A plan to discuss future funding options for Eastside Fire & Rescue is more tentative that had initially been reported by the Sammamish Review in the Oct. 16 issue.
At the EFR board meeting Oct. 10, there had been a series of motions about how to possibly fund fire service in the region. None of the motions, however, were final decisions. Instead, the motions suggested that board members take a set of ideas back to their respective agencies for further discussion. Several of these ideas have been kicking around for the past few months, if not longer.
EFR is a regional fire protection agency comprised of the cities of Sammamish, Issaquah and North Bend, and King County Fire Districts 10 and 38. Each year, the agency sets a budget and each partner contributes to fund it. Those contributions are based on the assessed value of the properties within each partner’s boundaries.
Sammamish representatives have long complained that, due to the city’s relatively high value properties, the city pays more than its fair share – effectively subsidizing fire service in other areas.
The agreement that underpins EFR expires at the end of 2014. If any agency wants to leave the partnership, they must give notice by the end of this year. Sammamish is seriously considering leaving and is running short on time to make a decision.
Sammamish has, for more than a year, been lobbying for a change to the funding formula that would base it partially on the call volume coming from each jurisdiction. The most recent suggestion was a “75/25 plan” which would base the funding 75 percent on assessed value and 25 percent on call volume.
Complicating the issue, there are multiple versions of the 75/25 plan, some of which get down to splitting costs of specific stations and others which are more global in nature.
Under any of them, Sammamish sees its cost reduced and North Bend’s increasing. Other jurisdictions might see an increase or decrease depending on which version of the plan is under discussion.
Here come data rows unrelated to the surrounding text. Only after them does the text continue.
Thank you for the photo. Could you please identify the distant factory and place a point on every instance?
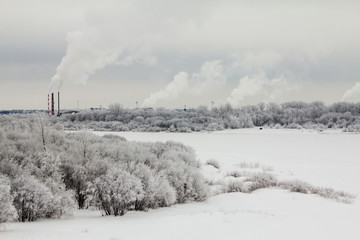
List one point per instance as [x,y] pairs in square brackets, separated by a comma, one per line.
[52,112]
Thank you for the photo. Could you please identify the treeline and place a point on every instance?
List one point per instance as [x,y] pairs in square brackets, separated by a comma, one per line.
[314,115]
[45,172]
At the Oct. 10 meeting, board members voted to take back to their respective boards the concept that the funding model be changed to a 75/25 model, but which version of the 75/25 model was not specified.
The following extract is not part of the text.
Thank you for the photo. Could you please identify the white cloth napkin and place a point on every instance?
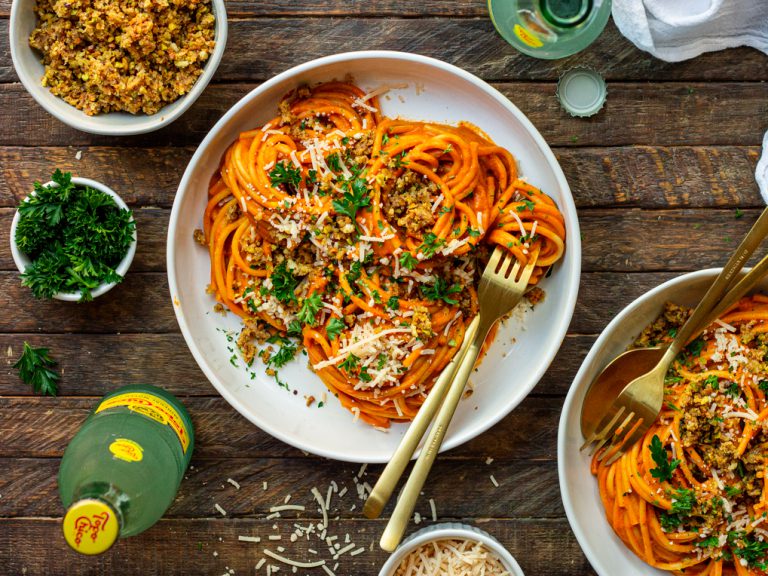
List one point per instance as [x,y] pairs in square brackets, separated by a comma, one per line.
[675,30]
The various agencies would each discuss if this might be something they were willing to do for a three-year period. During this period, the partners would continue to negotiate a long-term solution. It does not call for the various partners to actually adopt any formal plan. That idea was approved on a 6-0 vote, with the Sammamish representatives abstaining.
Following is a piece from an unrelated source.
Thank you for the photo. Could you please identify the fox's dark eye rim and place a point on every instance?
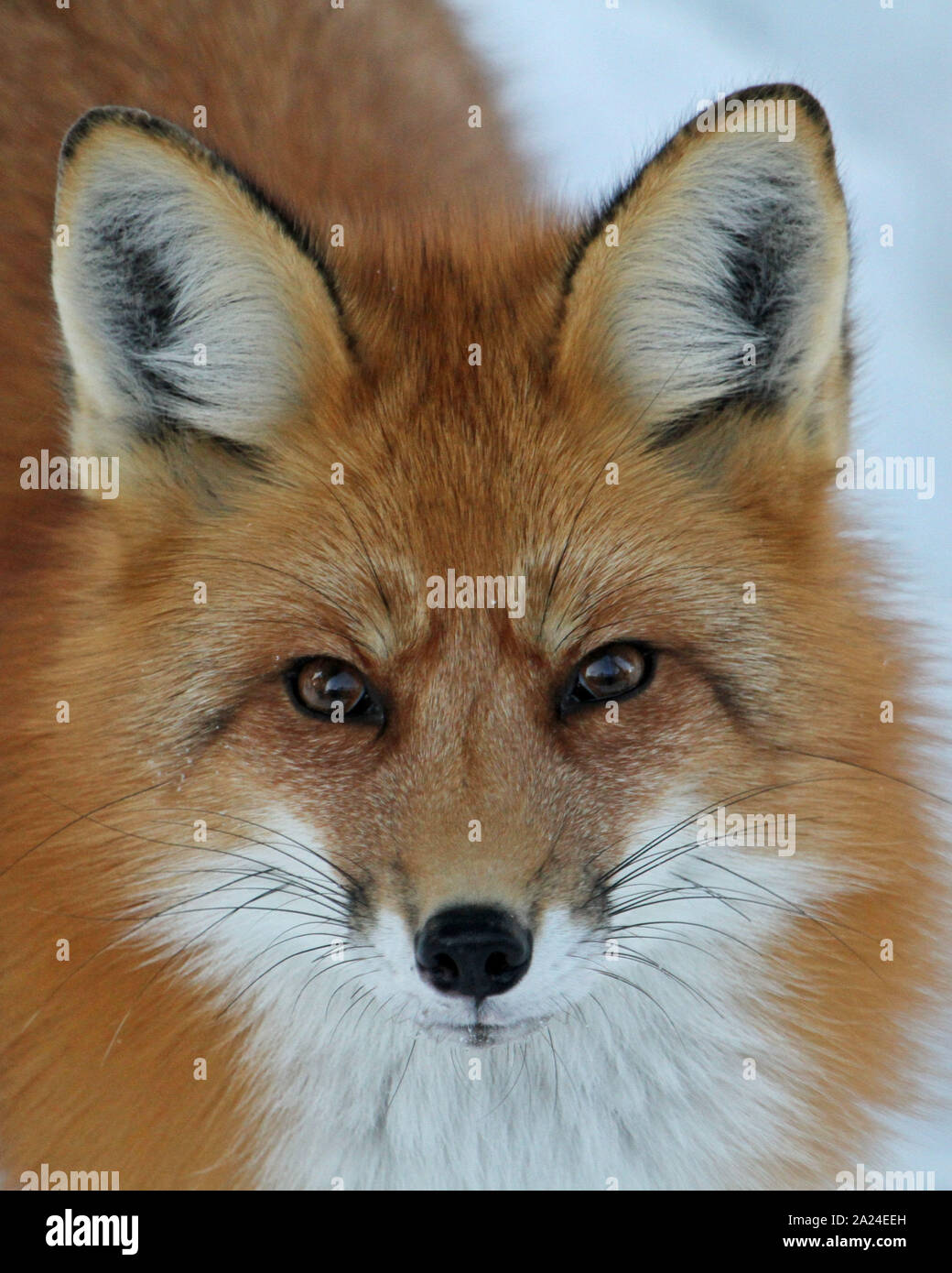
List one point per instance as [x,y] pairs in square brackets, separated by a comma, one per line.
[569,702]
[368,709]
The board also suggested that each partner might want to discuss the idea of extending the current EFR model for one year to allow more time for negotiations. They also decided that each partner should discuss whether or not the idea of funding the agency through an assessed value model (the current model) was a deal breaker, or if they might be willing to consider negotiating.
Similar to the first proposal, neither of these call for any of the agencies to make formal decisions, just that they discuss them. Both of these were also approved on a 6-0 vote, with the Sammamish representatives abstaining.
The city of Sammamish expects to decide whether to remain with the EFR partnership at its Nov. 12 meeting.